Reinventing the Read Aloud



Engaged Interactive Read Aloud is the best way to connect with Facebook savvy, blogging, and texting students because it mirrors that same quick, back and forth interaction, while embedding strong examples of what our brains do when we as mature readers read. I've been developing the technique for years, based on research from great thinkers like John H. Guthrie, Catherine Snow, Marilyn Adams, and S.J. Barrentine.

It takes enthusiasm, familiarity with the text, and a willingness to expose your thinking process to your students but the great news is it works with K-12th graders. And it doesn't take much time but a daily dose of even 5 minutes can make a tremendous difference in the comprehension skills of your students. That will bring a return in higher test scores, stronger reading skills and thinking students.

There's not space here to explain the entire process but here's a taste.

Step 1: Share a purpose for reading this text aloud with students. It doesn't have to be your entire purpose because your focus for them is engagement, hooking them in. However, you do want to set the stage.

Step 2: Have students predict, talk about what they know about the subject matter, prime the pump for the new information they will gain.

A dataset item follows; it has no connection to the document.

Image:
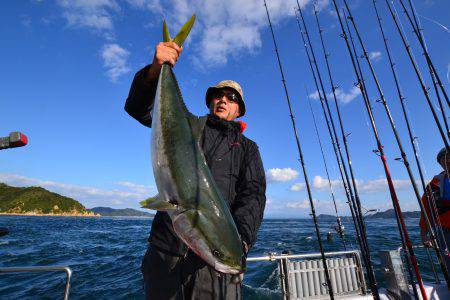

Make sure that you do this, not in a strictly instructional way, but conversationally. Remember that you want them hungry for read aloud so you have to be a great commercial for it.

Step 3: Read from the text, explaining out loud (and using whiteboards and other tools ready at hand to illustrate) what your brain is doing as you read the first line or two. It might be an explanation of how you decoded a difficult word (make that a joint exercise - "how did I figure that out?"), it might be an illustration of how you took what you already knew to make sense of the author's statement. It might be raising a question that you want to remember as you continue to read. It might be just a wondering, pondering moment in which you think about the meaning behind the text, in many layers.

Get the idea? Remember you have to be as much a teacher as an entertainer as an enthusiastic and passionate deliverer. Try this new version of read aloud in your classroom tomorrow and let me know how it goes!

My in-service trainings this year will be concentrating on this technique which can be taught to not only professional educators but also librarians, paraprofessionals and parents. We all need to be on the literacy team.